Last week, T-Mobile’s CEO John Lagere publicly asked the Electronic Frontier Foundation a straightforward question: “Who the f*** are you anyway, EFF? Why are you stirring up so much trouble and who pays you?”
The question, delivered in a short podcast by the telephone mogul, was in response to a question EFF had asked T-Mobile: Doesn’t your latest video product, called Binge On, violate both the letter and spirit of the Net Neutrality laws?
That attack on EFF was the second part of Lagere’s response. Most commentators agree that it was just a dumb rant. The first part of his response was that Binge On’s software, which selects the best available data-stream for the user, doesn’t violate any Net Neutrality laws at all. That, the EFF says, is a lie.

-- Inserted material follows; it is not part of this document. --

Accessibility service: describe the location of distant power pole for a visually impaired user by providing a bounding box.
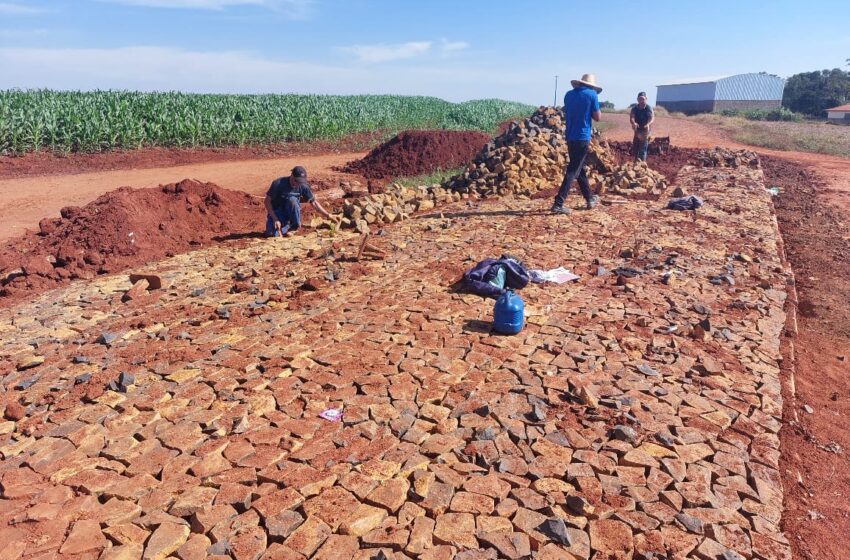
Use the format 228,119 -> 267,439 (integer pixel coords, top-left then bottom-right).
552,76 -> 558,107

In the resulting dust-up, T-Mobile has suffered a significant public relations hit and many technology analysts are now aggressively debating whether the company not only violated FCC rules but misled its customers in the process.

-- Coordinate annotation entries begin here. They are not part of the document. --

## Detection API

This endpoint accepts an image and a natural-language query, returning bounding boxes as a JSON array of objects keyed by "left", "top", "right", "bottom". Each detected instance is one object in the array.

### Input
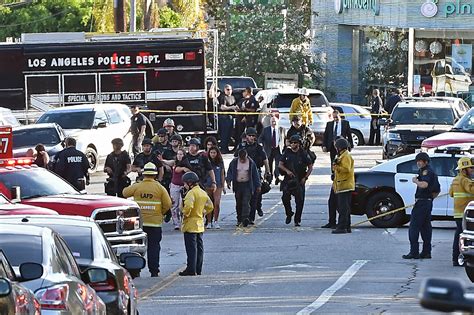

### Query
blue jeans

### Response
[
  {"left": 184, "top": 232, "right": 204, "bottom": 275},
  {"left": 408, "top": 199, "right": 433, "bottom": 255},
  {"left": 143, "top": 226, "right": 161, "bottom": 273},
  {"left": 219, "top": 116, "right": 234, "bottom": 152}
]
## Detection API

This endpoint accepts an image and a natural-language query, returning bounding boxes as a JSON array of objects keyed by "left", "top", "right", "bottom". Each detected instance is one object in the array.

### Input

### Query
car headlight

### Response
[{"left": 387, "top": 132, "right": 401, "bottom": 140}]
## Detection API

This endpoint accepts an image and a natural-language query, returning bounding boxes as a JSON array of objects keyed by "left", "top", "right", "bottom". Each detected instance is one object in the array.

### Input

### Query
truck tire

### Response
[
  {"left": 464, "top": 261, "right": 474, "bottom": 283},
  {"left": 366, "top": 191, "right": 409, "bottom": 228},
  {"left": 85, "top": 147, "right": 99, "bottom": 174}
]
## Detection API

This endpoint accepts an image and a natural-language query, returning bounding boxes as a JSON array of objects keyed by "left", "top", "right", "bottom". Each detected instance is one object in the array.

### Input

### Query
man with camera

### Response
[{"left": 278, "top": 135, "right": 313, "bottom": 226}]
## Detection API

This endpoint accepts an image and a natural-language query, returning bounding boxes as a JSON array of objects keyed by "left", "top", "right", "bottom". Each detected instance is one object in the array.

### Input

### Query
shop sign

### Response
[
  {"left": 334, "top": 0, "right": 380, "bottom": 15},
  {"left": 420, "top": 0, "right": 474, "bottom": 18}
]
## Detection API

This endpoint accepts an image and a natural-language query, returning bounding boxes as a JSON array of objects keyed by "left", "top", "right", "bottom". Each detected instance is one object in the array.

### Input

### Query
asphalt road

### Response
[{"left": 88, "top": 147, "right": 468, "bottom": 314}]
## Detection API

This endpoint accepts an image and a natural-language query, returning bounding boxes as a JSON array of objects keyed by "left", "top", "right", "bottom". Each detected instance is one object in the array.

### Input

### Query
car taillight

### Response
[
  {"left": 36, "top": 284, "right": 69, "bottom": 310},
  {"left": 89, "top": 276, "right": 117, "bottom": 292}
]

But the real question is whether this is actually illegal. If it isn’t, T-Mobile’s new product may be the first step taken by a telecommunications company in a dance several cellphone giants are about to join. Everyone in this industry is looking for a way around the FCC’s Net Neutrality decision and some say T-Mobile may have found one. It’s another round in the fight to keep the Internet alive.

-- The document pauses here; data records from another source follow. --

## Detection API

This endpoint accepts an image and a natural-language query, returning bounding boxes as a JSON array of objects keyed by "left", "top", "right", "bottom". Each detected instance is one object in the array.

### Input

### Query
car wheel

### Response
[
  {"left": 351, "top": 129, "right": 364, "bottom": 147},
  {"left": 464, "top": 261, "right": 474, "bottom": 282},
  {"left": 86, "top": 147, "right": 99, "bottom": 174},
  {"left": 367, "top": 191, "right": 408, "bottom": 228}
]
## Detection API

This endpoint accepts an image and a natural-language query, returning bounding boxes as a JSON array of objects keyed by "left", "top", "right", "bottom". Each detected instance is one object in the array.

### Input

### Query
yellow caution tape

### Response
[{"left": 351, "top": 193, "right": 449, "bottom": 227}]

It’s not surprising that T-Mobile would be leading this industry dance. Over the years, the company has won a reputation for running circles around its competition by flaunting industry norms. Its rep is like that of Volkswagen during the 1960s and 70s: not overly fancy, solid, cheap (it was the first and predominant purveyor of the “prepaid” phone) and great at finding alternative ways to get you were you’re going…or calling.
Most of that is only hype, the shine on a well-designed and aggressively sold image. T-Mobile is a major corporation that acts, pretty much, like every other corporation in its industry: trying to maximize profit while minimizing investment. But 60 million people have bought into the “alternative” image, using its prepaid and paid options and making T-Mobile a major industry player.
That prominence makes what the company does with video streaming very important. Video is not only the future of mobile communications but a whole lot of the present. With Netflicks, Hulu, HBO, Showtime and several other entertainment providers streaming television and movie content robustly, the video capability of a cellphone is rapidly becoming a factor when people decide which phone to buy.
So when T-Mobile announced Binge On in November, lots of eyes shifted in Lagere’s direction. What new wrinkle would T-Mobile create in video streaming to beat its competitors? And, given the way news is reported, what will Lagere say in announcing it?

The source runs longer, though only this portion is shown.